Keeping The Good Habits and Willing The Bad Ones Away

As I considered how new habits form, I realized that my most recent good habits were pretty challenging to form… took the whole 14 days, so to say, and I had to consciously consider my will power when going through the exercise of forming my new habit. When was the last time you did something hard and out-of-habit just for kicks? Not that fun, right?

I was catching up with my father last over a game of Bones last week and he mentioned that it was a real challenge no to smoke when you are immersed in places with public smoking being acceptable. He, like many Chinese men of his generation, learned to smoke s a right of passage and almost a requirement of the Chinese army. He quit when I was in the 6th grade and transferred to the “gum”. He then stopped the gum only 2.5 years ago. No nicotine in his body for the past 2.5 years, where there once was… for over 30 years. But there we were, playing dominoes on a cruise ship caisno at the game tabes, as he was being tempted with the constant whiff of cigarette smoke.

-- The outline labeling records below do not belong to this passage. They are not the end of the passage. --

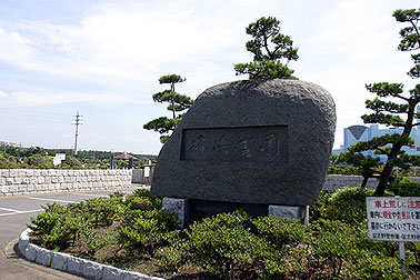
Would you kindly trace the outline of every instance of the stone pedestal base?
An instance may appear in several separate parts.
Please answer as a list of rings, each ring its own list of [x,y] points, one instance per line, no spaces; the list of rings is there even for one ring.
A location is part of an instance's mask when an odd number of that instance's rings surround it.
[[[163,198],[162,210],[177,213],[181,220],[179,227],[187,227],[187,222],[190,219],[190,206],[188,199]]]
[[[189,223],[201,220],[206,217],[216,216],[220,212],[231,212],[243,209],[251,217],[276,216],[279,218],[293,218],[308,224],[309,207],[307,206],[267,206],[267,204],[246,204],[228,203],[220,201],[200,201],[179,198],[163,198],[162,209],[178,214],[181,228]]]
[[[269,216],[279,218],[293,218],[304,224],[309,222],[309,206],[269,206]]]

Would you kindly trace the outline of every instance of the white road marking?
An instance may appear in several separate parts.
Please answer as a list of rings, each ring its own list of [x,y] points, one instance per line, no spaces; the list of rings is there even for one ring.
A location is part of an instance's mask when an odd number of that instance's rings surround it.
[[[44,200],[44,201],[64,202],[64,203],[79,203],[79,201],[71,201],[71,200],[42,199],[42,198],[30,198],[30,197],[24,197],[24,198],[26,198],[26,199],[33,199],[33,200]]]
[[[72,194],[72,196],[81,196],[81,197],[98,197],[98,198],[108,198],[109,196],[101,196],[101,194],[88,194],[88,193],[69,193],[69,194]]]
[[[19,210],[9,209],[9,208],[2,208],[2,207],[0,207],[0,210],[10,211],[10,212],[19,212]]]
[[[14,212],[11,212],[11,213],[1,213],[0,217],[11,216],[11,214],[21,214],[21,213],[33,213],[33,212],[41,212],[41,211],[43,211],[43,209],[29,210],[29,211],[14,211]]]

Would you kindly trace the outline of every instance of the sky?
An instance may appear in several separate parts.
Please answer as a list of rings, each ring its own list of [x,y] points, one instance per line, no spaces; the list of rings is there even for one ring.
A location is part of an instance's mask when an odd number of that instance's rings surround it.
[[[392,12],[413,0],[0,0],[0,141],[22,147],[159,153],[148,121],[170,117],[152,94],[163,74],[187,80],[176,90],[197,98],[222,82],[246,80],[236,63],[252,60],[246,27],[280,20],[299,48],[289,63],[300,80],[336,101],[334,148],[343,128],[363,124],[372,82],[408,91],[410,53],[398,51]]]

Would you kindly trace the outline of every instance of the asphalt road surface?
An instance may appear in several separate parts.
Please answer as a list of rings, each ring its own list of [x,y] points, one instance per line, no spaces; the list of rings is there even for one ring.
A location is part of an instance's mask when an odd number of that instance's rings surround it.
[[[132,184],[130,189],[118,191],[131,193],[138,188],[142,188],[142,186]],[[12,250],[12,244],[20,233],[28,228],[27,224],[30,223],[30,218],[43,211],[41,206],[53,202],[59,204],[80,202],[90,198],[108,197],[116,191],[117,190],[82,191],[0,197],[0,279],[81,279],[19,259]]]

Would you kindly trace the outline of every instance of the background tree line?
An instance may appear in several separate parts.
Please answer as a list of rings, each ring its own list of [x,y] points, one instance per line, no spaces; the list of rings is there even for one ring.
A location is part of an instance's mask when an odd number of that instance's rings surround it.
[[[66,160],[59,167],[54,167],[53,158],[57,153],[64,153]],[[72,149],[44,149],[40,147],[19,148],[0,146],[0,169],[110,169],[111,158],[123,152],[111,151],[78,151],[72,154]],[[156,162],[153,154],[134,154],[133,168],[142,168],[149,160]],[[127,168],[128,160],[114,160],[114,168]]]

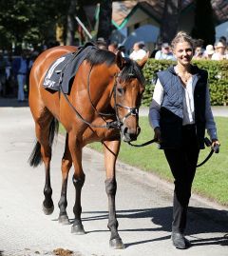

“Of course I want one”, my father said, “but if I have even one, then I lose all those years of building the good habit.”

Bad habits come back so quickly. Good habits, on the other hand, seem to be so difficult to form. With the hundreds of decisions you have to make on a daily basis, what do you think is your split of good to bad? Do you always have to say no every time in order to maintain that good habit (like my father decided to do), or do you think that having a little something once in a while is okay?

I’m sure a lot has to do with context (and the addictive nature of your habit), but even more has to do with will power.

Have you tested your will power recently? Do good habits always have to be difficult to maintain?